Morte anterior sob suspeita
Outro elemento que chamou a atenção da investigação foi a morte do marido de Zeli, ocorrida três meses antes do incidente com o bolo. A delegada Deffente confirmou que foi solicitada a exumação do corpo para verificar possível conexão entre as mortes.
“Com a exumação, acredito que teremos outras respostas no inquérito e saberemos se há conexão entre as mortes”, afirmou. O procedimento, segundo a PC e o IGP, já foi autorizado pela Justiça e deve ocorrer nos próximos dias, possivelmente ainda nesta semana.
Autoria e outros desdobramentos
A Polícia Civil considera que os “fortíssimos indícios” apontam para a responsabilidade da mulher presa. Sandro Caron, secretário de Segurança Pública do RS, esclareceu que a prisão é temporária e visa avançar nas investigações. As autoridades também investigam a origem do arsênio utilizado no crime.

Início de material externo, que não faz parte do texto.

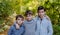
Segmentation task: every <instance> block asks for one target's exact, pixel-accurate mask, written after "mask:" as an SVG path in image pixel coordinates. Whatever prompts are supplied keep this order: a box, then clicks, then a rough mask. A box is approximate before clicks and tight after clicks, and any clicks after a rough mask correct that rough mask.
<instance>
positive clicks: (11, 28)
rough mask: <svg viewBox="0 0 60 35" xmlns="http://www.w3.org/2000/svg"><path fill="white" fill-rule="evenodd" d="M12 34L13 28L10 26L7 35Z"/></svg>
mask: <svg viewBox="0 0 60 35" xmlns="http://www.w3.org/2000/svg"><path fill="white" fill-rule="evenodd" d="M12 34H13V26H11V27H10V29H9V31H8V35H12Z"/></svg>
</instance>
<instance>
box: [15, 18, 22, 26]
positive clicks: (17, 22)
mask: <svg viewBox="0 0 60 35" xmlns="http://www.w3.org/2000/svg"><path fill="white" fill-rule="evenodd" d="M22 19H23V18H20V17H18V19H17V20H16V21H17V23H18V24H19V25H21V24H22V23H23V20H22Z"/></svg>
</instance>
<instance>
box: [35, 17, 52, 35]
mask: <svg viewBox="0 0 60 35" xmlns="http://www.w3.org/2000/svg"><path fill="white" fill-rule="evenodd" d="M35 21H36V23H37V30H36V35H53V29H52V24H51V21H50V20H48V19H47V18H46V17H44V18H43V19H42V20H41V18H39V17H36V18H35Z"/></svg>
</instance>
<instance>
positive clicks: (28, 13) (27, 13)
mask: <svg viewBox="0 0 60 35" xmlns="http://www.w3.org/2000/svg"><path fill="white" fill-rule="evenodd" d="M27 15H33V13H32V11H31V10H27V11H26V12H25V16H27Z"/></svg>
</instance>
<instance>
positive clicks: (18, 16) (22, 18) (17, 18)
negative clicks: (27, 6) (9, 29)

“Estamos investigando também a venda do arsênio. É uma venda ilegal”, explicou o delegado Veloso.
Homicídio qualificado
O caso foi enquadrado como homicídio duplamente qualificado, com as qualificadoras de motivo fútil e emprego de veneno. Contudo, há possibilidade de evoluir para triplamente qualificado, com a inclusão da qualificadora de dissimulação.

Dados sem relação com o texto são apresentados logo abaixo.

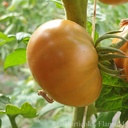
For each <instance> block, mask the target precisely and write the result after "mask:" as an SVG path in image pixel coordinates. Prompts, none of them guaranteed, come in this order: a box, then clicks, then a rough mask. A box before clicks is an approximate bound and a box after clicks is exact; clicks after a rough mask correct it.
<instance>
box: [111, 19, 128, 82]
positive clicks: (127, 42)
mask: <svg viewBox="0 0 128 128" xmlns="http://www.w3.org/2000/svg"><path fill="white" fill-rule="evenodd" d="M120 26H121V28H120V29H119V31H121V32H120V33H118V34H117V35H118V36H121V37H125V36H126V34H127V33H128V19H126V20H122V21H121V24H120ZM119 41H120V39H117V38H115V39H113V41H112V43H113V44H116V43H118V42H119ZM120 49H121V50H122V51H123V52H124V53H125V55H126V56H128V42H126V43H125V44H124V45H123V46H122V47H121V48H120ZM114 61H115V63H116V65H117V67H118V68H122V69H124V71H123V75H124V78H125V79H126V81H128V58H117V59H115V60H114Z"/></svg>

“É absolutamente desproporcional o motivo de ter cometido um crime dessa natureza”, declarou Veloso.
Nota da defesa
Em nota divulgada pouco antes do início da coletiva, a defesa de Deise Moura dos Anjos afirma que conversou com a suspeita, mas que ainda não teve acesso ao processo que resultou na prisão da cliente. Leia a nota:
“Deise Moura dos Anjos, presa temporariamente por suposto envenenamento no caso do bolo, na cidade litorânea de Torres/RS, vem a público manifestar que possui defesa constituída, representada pelos advogados Manuela Almeida, Vinícius Boniatti e Gabriela S. Souza. Até o presente momento, 06 de Janeiro, às 07hrs, a defesa prestou atendimento em parlatório à cliente, contudo, não teve acesso integral a investigação em andamento, razão pela qual se manifestará em momento oportuno”.
Relembre o caso
No dia 23 de dezembro de 2024, um grupo de pessoas da mesma família deu entrada no hospital de Torres após ingerirem um bolo preparado para uma confraternização. Segundo informações da Polícia Civil, exames determinaram que o doce continha arsênio.
As vítimas fatais foram Neuza Denize Silva dos Anjos, 65 anos, e Maida Berenice Flores da Silva, 59 anos, ambas irmãs de Zeli, além de Tatiana Denize Silva dos Anjos, 47 anos, filha de Neuza.
As três manifestaram sintomas graves, como vômitos e diarreia intensa, poucas horas após ingerirem a sobremesa. Zeli dos Anjos, que também consumiu o bolo, segue internada na UTI em estado estável.
Outro envolvido no caso, um menino que é neto de Neuza e filho de Tatiana, precisou ser hospitalizado, mas recebeu alta no fim desta semana e está em casa.